Tidytext NLP using Taylor Swift Lyrics

Author

By Tony Fraser

Published

November 11, 2023

Loading data

I started this project with this Taylor Swift lyrics dataset up on kaggle. It was a little out of date and my girlfriend is a Swiftie, so I had to spend several hours adding our albums worth of song lyrics.

library(readr)
library(tidytext)
library(wordcloud)
data(stop_words)
library(tidyverse)

github_proj <- "https://raw.githubusercontent.com/tonythor/cuny-datascience/develop/" 
song_lyrics <- read_csv(paste0(github_proj, "data/taylor_swift_lyrics.csv"))  %>%
  unnest_tokens(word, lyric)

A lyrics word cloud

wc_count = 20
wc_df <- song_lyrics %>% 
  select(word) %>%
  anti_join(stop_words, by = "word") %>%
  count(word) %>%
  filter(n >= wc_count) %>%
  arrange(desc(n))
#View(wc_df) <- and wow!
wc_df %>%  with(wordcloud(words = word, freq = n, min.freq = 1, 
                  random.order = FALSE, rot.per = 0.35, 
                  colors = brewer.pal(8, "Dark2")))
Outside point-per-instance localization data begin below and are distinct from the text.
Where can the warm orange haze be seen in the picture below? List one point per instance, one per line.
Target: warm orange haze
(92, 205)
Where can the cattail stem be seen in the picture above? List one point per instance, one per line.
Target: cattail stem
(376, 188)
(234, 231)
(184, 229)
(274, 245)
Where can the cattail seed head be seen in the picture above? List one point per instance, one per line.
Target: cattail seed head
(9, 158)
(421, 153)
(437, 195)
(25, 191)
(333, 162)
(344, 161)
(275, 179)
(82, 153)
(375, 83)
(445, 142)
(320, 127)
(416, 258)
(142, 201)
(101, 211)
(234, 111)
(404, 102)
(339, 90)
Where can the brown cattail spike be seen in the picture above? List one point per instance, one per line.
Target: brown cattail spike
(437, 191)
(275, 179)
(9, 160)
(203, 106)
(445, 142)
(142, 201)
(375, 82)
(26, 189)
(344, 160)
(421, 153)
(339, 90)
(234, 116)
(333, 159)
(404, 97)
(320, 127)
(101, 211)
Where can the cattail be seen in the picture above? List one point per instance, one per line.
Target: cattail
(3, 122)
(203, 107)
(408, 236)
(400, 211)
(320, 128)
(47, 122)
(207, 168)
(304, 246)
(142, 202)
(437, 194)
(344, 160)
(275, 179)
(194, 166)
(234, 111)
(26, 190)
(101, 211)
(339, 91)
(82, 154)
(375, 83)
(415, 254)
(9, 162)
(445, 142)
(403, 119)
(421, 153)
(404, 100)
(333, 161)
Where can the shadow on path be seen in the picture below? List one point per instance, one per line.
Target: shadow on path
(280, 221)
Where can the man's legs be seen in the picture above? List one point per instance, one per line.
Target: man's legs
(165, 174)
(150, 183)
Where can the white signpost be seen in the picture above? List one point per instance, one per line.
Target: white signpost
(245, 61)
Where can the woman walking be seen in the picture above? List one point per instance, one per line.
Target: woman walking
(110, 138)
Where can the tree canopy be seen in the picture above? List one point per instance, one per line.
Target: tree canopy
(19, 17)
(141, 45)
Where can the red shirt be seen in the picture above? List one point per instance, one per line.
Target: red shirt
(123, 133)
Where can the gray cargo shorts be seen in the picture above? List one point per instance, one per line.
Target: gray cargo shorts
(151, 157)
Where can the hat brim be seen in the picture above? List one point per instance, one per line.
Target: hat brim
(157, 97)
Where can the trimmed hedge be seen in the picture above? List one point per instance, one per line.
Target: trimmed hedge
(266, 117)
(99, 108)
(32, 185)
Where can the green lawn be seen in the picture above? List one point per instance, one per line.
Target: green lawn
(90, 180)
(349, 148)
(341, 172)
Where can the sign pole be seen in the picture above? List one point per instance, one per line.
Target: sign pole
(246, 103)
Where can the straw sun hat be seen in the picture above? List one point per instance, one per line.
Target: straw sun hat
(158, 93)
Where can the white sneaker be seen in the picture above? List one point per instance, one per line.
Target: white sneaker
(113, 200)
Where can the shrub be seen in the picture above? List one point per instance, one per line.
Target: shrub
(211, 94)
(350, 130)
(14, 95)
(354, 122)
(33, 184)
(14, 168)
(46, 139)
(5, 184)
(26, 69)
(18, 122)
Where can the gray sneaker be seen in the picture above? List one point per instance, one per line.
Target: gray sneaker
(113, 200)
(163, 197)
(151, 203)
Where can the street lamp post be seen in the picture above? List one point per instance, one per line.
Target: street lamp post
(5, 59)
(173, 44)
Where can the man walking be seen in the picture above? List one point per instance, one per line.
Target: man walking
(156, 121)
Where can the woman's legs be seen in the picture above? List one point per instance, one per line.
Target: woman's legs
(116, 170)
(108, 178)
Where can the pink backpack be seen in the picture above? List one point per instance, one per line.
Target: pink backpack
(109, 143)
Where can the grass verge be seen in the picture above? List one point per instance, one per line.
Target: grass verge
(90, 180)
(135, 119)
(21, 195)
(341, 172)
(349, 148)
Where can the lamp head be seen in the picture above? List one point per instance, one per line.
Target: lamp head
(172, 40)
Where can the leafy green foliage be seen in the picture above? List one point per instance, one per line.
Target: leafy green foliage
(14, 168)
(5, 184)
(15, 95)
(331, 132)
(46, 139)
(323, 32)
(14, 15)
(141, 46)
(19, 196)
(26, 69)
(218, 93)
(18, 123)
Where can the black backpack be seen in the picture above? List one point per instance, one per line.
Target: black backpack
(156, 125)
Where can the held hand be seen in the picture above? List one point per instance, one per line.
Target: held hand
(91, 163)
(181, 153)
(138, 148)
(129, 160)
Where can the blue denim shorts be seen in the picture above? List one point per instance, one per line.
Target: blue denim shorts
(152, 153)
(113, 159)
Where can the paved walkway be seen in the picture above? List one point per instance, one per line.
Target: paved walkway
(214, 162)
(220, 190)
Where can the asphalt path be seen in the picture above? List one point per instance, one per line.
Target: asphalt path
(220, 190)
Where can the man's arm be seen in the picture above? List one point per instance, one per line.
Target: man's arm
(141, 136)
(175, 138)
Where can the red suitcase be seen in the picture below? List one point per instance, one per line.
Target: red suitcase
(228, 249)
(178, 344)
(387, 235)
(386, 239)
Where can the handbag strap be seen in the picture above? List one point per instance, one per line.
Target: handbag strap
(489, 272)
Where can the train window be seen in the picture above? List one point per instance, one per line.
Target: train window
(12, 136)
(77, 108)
This word cloud was so awesome looking that I immediately posted it on Facebook. In my post, I asked people if they recognized it. In order, the first three responses were:

  1. Pop music
  2. Smokey Robinson & The Miracles
  3. The queen

Isn’t #2 a fascinating answer?

Sentiment by album

nrc <- get_sentiments("nrc")

song_lyrics %>%
  inner_join(nrc, by = "word", relationship = "many-to-many") %>%
  count(album, sentiment) %>%
  group_by(album) %>%
  mutate(total = sum(n)) %>%
  ungroup() %>%
  mutate(percentage = n / total) %>%
  ggplot(aes(x = album, y = percentage, fill = sentiment)) +
  geom_bar(stat = "identity", position = "fill") +
  scale_y_continuous(labels = scales::percent) +
  theme(axis.text.x = element_text(angle = 90, vjust = 0.5, hjust = 1)) +
  labs(title = "Sentiment Distribution by Album",
       x = "Album",
       y = "Percentage",
       fill = "Sentiment")

As the code says, I took the NRC sentiment lexicon1, inner joined it with non stop-word lyrics, and then summed the NRC sentiment score per album. Given they are roughly so equal, the question this leaves me with is, is this about the right mix of emotions for a blockbuster pop album?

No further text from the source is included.